На другой день (Огневский) - страница 10

— Он остался там?

— Там.

Людмила не выдержала, заплакала. Павел Иванович попытался успокаивать ее, она отвернулась и закрыла ладонями лицо. И Дружинин понял, что уговоры его не помогут, что Людмиле неприятно, невыносимо его присутствие; он поговорил еще на кухне с Марией Николаевной, сторожившей Галю (та бегала с подружками во дворе), и попрощался, ушел. Ушел разбитый, раздавленный.

Людмила даже не ответила на его «до свидания». Да, она больше не могла видеть его, если и не виновника гибели мужа, то человека, который не выручил товарища в беде. И уже ненавидела его, живого, здорового, краснощекого, за то, что он пришел к ней и разрушил ее веру в возвращение Виктора, как бы ни иллюзорна эта вера была, лишил смысла жизни.

За столом, а потом на диване она проплакала до сумерек. Мария Николаевна не удерживала ее от слез, сама всплакнув втихомолку: слезы смывают горе; она только предложила невестке перейти на кровать: вот-вот прибежит с улицы Галочка, может увидеть. В постели Людмила проплакала всю ночь. Только теперь по-настоящему, навсегда она прощалась с Витей, своим первым и последним счастьем.

А счастье это было яркое, но короткое и прерывистое. Оно, можно сказать, состояло из одних ожиданий и встреч: ждали — окончат институты, она — финансовый, он — горнометаллургический, и заживут самостоятельно, в большой удобной квартире. Дождались.

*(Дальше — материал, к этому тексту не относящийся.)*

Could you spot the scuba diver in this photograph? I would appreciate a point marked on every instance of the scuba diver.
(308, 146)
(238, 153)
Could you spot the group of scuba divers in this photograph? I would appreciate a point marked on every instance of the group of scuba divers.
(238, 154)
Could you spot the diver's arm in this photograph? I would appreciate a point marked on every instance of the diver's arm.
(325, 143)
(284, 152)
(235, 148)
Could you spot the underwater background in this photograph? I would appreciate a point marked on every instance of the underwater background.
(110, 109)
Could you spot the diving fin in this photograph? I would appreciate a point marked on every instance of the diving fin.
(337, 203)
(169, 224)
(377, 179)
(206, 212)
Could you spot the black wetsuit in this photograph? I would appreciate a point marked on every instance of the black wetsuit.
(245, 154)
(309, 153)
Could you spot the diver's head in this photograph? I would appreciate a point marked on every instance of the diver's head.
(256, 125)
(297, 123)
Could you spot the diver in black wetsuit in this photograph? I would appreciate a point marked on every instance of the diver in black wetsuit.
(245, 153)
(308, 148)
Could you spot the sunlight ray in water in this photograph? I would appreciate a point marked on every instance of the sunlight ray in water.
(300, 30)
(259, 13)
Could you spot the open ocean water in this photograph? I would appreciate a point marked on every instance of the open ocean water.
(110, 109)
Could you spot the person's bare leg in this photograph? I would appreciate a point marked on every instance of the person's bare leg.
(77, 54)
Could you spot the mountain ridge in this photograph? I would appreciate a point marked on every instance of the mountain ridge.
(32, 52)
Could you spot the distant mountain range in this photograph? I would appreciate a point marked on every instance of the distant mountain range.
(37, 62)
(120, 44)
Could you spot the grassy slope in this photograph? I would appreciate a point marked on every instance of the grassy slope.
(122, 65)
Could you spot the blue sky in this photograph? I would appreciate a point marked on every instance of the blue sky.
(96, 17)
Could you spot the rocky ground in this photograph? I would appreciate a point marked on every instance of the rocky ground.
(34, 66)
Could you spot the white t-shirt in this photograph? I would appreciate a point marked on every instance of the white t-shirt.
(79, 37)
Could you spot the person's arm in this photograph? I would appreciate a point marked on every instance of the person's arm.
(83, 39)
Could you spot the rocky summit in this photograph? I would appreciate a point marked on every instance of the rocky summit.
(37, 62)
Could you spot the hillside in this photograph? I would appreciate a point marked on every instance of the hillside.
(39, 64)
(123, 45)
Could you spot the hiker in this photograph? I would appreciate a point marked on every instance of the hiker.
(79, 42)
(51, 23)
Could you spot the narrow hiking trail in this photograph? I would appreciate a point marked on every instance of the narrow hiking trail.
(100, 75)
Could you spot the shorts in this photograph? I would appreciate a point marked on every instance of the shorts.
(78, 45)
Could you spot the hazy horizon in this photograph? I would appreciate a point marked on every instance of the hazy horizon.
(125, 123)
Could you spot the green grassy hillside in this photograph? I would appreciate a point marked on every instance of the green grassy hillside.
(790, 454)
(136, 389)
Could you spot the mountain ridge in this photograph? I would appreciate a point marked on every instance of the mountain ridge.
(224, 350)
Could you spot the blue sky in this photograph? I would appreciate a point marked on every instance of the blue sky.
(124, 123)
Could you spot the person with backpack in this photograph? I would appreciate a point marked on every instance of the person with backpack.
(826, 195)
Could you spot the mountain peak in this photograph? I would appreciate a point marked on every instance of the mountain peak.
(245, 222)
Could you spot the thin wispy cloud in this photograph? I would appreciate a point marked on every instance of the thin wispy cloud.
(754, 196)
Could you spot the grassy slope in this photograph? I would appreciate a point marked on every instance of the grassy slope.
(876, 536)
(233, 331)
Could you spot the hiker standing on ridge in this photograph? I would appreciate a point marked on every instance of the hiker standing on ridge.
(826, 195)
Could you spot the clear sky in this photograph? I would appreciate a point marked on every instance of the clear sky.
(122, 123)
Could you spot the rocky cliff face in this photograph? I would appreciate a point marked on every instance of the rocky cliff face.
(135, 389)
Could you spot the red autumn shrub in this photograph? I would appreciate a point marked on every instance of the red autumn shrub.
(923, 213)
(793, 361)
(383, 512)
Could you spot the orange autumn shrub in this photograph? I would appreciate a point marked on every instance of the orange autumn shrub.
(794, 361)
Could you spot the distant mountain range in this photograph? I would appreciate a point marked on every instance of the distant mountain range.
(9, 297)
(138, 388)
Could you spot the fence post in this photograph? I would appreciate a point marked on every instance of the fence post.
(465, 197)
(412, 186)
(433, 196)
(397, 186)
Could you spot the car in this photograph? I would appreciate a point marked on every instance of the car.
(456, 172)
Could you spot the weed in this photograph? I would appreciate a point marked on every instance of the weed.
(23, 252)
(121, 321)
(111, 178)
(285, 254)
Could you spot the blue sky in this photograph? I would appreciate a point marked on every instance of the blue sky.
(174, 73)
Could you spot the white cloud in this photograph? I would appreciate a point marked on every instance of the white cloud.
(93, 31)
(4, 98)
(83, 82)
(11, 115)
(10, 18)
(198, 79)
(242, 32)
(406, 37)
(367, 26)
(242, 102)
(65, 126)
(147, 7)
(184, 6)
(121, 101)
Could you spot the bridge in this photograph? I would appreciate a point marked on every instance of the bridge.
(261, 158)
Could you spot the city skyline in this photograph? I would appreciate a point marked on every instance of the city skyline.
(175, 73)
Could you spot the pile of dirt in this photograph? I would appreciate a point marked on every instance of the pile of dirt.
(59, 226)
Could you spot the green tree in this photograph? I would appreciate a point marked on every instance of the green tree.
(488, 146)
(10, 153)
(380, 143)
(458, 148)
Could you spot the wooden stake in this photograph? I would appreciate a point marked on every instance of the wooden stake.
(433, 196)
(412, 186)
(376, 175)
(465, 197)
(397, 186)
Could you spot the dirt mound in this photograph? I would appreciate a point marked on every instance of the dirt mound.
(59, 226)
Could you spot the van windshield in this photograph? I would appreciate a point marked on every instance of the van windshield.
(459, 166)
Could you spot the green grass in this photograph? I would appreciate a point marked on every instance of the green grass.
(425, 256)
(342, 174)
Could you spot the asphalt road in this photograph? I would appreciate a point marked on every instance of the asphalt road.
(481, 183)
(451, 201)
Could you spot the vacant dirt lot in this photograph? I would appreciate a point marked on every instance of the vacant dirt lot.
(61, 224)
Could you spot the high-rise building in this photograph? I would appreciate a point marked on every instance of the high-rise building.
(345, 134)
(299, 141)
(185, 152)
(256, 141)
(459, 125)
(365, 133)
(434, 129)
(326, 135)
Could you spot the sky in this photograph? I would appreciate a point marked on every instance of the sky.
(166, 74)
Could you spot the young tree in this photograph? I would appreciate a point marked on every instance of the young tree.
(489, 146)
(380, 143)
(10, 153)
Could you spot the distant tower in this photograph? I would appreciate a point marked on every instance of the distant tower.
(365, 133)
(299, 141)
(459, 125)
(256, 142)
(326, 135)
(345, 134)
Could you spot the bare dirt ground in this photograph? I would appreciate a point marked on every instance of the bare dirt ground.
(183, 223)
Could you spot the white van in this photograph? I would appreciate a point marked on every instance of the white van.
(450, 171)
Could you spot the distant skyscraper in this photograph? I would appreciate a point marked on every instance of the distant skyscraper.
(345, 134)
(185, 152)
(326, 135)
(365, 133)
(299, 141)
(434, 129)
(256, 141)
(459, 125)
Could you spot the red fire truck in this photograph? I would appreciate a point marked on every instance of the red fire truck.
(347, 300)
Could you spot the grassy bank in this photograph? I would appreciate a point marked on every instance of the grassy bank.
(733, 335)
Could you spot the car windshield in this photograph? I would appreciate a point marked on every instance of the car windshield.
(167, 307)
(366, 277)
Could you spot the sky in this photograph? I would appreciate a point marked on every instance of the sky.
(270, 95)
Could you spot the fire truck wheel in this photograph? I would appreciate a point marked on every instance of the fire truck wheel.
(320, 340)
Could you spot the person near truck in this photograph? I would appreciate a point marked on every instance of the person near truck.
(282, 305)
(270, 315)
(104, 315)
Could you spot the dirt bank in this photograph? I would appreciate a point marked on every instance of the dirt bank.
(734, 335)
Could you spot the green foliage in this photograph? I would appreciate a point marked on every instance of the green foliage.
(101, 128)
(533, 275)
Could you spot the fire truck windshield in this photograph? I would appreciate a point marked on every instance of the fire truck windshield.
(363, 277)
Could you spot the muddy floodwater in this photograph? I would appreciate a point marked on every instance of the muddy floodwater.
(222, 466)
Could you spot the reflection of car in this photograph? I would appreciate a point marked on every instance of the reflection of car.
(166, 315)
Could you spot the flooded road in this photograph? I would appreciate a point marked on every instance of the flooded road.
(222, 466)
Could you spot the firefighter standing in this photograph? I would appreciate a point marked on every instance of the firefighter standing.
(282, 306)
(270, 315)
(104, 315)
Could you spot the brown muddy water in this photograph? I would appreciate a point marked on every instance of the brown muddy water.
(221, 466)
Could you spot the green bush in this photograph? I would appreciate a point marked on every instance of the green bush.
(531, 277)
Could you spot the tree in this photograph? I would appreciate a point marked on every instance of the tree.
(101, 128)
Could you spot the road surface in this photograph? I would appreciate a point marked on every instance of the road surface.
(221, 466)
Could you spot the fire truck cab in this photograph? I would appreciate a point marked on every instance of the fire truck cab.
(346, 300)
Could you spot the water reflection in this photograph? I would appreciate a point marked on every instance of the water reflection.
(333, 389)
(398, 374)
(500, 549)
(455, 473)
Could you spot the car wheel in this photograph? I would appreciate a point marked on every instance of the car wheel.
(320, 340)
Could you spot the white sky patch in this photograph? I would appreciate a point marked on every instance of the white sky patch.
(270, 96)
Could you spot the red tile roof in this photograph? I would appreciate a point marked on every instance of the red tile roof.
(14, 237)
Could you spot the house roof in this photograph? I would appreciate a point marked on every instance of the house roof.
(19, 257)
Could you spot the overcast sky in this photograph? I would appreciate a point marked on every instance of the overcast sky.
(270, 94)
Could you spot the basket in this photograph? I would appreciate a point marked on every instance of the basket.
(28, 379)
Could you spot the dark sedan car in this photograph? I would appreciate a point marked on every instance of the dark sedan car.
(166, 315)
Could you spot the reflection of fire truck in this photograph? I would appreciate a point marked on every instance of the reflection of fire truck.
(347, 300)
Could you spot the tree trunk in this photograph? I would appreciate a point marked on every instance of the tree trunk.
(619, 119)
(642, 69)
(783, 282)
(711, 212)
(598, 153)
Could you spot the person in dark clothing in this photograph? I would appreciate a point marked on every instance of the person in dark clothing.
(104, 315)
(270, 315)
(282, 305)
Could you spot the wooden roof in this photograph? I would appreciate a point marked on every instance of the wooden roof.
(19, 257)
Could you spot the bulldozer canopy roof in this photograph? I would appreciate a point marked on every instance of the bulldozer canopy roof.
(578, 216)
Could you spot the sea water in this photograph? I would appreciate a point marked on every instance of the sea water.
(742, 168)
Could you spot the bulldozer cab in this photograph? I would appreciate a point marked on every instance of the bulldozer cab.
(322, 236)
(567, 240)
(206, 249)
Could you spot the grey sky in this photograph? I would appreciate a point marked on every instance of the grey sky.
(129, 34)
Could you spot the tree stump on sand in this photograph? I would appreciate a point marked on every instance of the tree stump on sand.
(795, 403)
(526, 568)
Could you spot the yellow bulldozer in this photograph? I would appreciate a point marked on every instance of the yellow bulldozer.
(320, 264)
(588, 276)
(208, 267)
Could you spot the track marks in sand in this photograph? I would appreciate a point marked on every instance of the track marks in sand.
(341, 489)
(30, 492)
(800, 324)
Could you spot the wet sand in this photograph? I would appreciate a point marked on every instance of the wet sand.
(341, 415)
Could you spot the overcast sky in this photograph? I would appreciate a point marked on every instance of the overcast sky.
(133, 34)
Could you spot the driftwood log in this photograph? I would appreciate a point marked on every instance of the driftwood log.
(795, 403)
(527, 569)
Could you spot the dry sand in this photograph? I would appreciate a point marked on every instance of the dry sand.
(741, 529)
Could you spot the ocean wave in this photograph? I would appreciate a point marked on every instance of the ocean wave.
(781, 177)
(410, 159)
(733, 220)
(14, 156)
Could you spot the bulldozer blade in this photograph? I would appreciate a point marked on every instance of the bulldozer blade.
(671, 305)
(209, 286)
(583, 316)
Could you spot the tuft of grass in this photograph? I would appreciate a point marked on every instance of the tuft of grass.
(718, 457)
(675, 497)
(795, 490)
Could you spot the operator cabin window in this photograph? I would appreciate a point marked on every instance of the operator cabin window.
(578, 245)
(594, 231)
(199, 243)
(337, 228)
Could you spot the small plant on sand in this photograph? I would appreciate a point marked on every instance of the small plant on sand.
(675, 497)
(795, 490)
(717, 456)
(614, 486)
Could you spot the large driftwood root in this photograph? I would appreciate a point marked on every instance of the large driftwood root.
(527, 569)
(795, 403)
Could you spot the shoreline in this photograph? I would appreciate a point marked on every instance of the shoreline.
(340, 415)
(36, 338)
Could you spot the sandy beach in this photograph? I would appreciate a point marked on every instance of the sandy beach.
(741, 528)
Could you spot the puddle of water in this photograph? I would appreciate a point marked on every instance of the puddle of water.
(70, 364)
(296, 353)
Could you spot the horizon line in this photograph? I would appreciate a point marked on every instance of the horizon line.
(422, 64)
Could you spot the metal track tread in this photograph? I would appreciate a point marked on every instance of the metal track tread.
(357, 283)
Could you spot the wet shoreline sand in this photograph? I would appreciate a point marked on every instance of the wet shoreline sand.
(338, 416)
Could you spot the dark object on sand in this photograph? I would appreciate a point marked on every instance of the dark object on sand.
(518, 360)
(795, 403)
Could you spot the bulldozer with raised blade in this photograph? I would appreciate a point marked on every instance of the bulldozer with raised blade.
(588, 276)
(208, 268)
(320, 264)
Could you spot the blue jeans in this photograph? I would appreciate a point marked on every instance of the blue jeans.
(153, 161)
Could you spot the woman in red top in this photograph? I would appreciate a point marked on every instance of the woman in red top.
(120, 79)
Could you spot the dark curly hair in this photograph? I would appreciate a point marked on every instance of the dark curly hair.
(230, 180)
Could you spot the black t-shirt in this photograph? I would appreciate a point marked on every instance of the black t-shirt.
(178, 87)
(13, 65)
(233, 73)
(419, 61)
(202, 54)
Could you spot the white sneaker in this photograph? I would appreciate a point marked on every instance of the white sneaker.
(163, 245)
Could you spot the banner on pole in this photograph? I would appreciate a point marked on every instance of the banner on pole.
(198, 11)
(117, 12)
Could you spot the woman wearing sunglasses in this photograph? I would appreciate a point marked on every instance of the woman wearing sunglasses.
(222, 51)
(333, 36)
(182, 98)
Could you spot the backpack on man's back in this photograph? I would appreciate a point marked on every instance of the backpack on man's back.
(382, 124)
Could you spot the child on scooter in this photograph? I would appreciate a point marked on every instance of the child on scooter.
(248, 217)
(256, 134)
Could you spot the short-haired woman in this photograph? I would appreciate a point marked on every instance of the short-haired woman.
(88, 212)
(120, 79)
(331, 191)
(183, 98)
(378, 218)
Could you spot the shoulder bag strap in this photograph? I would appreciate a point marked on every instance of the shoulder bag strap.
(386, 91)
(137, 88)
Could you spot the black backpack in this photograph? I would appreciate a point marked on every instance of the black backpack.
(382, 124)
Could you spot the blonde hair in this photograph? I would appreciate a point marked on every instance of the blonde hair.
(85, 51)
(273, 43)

Но вскоре Виктора послали работать на север, беременная Людмила ждала, высчитывала недели, дни, часы… Буря радости — возвратился! Возвратился, да ненадолго, пришла повестка из военкомата — на сборы, в армию. Это было в марте сорок первого года. И вновь Людмила ждала, верила: ну, поживут в разлуке месяца два-три, уж после этого никаких расставаний не будет, дорога жизни пойдет ровная и прямая. Война? В войну Людмила серьезно не верила.

Но война нагрянула, и Виктор прослужил в армии более четырех лет, лишь однажды побывав дома. Людмила ждала. Терпеливо. Но чего ей ждать теперь, какими надеждами жить?

Горячие слезы припекали щеку и висок, Людмила не утирала их; беззвучно плача, она прислушивалась к безмятежному дыханию Гали. Реже и будто с предосторожностью дышала Мария Николаевна, казалось, она следила за всем, что происходило в доме и в ее, Людмилы, сердце, да не решалась ничего говорить. В окно сквозь узкую щель между ставнями пробивалась полоска лунного света. С улицы доносились сирены машин, где-то далеко-далеко стучали колеса уходящих составов, совсем близко, под окнами, шуршали жестяной листвой тополя — теперь это были для Людмилы чужие, ничем не радующие звуки. Что у нее осталось во всем мире? Галя с Марией Николаевной да стул в заводской бухгалтерии. Галочка… уж теперь-то она без отца.